In March 2011, GMP was heavily criticised by IPCC after failing to treat a disabled man’s “years of torment” at the hands of local youths as disability hate crime.
David Askew, who had learning difficulties, collapsed and died in March 2010 soon after police received reports that youths had again been harassing him outside his home.
IPCC found that between 2004 and 2010, Askew and his family reported 88 incidents of targeted harassment and hostility, threats and abuse.
Two months later, IPCC questioned tactics used by GMP officers who had been present when a 50,000-volt Taser was used on a man who had just had an epileptic seizure.

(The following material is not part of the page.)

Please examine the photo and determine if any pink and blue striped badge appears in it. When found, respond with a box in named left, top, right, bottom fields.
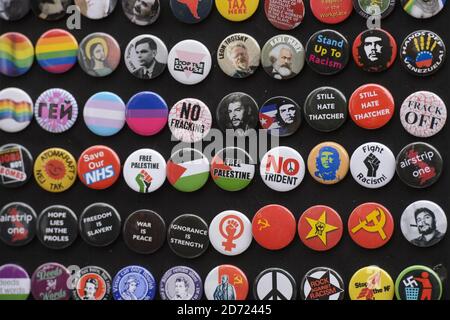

And in November 2011, the force was criticised by the IPCC for ignoring two phone calls expressing serious concerns about the health of a disabled man, who was later found dead.
GMP has so far failed to respond to a request for a comment on its attitude to disabled people.
Meanwhile, two police constables from Bedfordshire police are to be charged in connection with an alleged assault on a disabled man earlier this year.
Faruk Ali, who has autism, was allegedly attacked by one of the officers on 20 February as he helped to return wheelie-bins to the front of his own and his neighbours’ homes in Luton, as he did every Thursday morning.
Christopher Pitts, 39, from Bedford, will be charged with perverting the course of justice and misconduct in public office.
Christopher Thomas, 33, from Welwyn Garden City, will be charged with racially aggravated assault, assault, perverting the course of justice, and misconduct in public office.
Both men will appear at Aylesbury magistrates’ court on 1 September.
An investigation into the incident by Leicestershire police, under IPCC supervision, is continuing.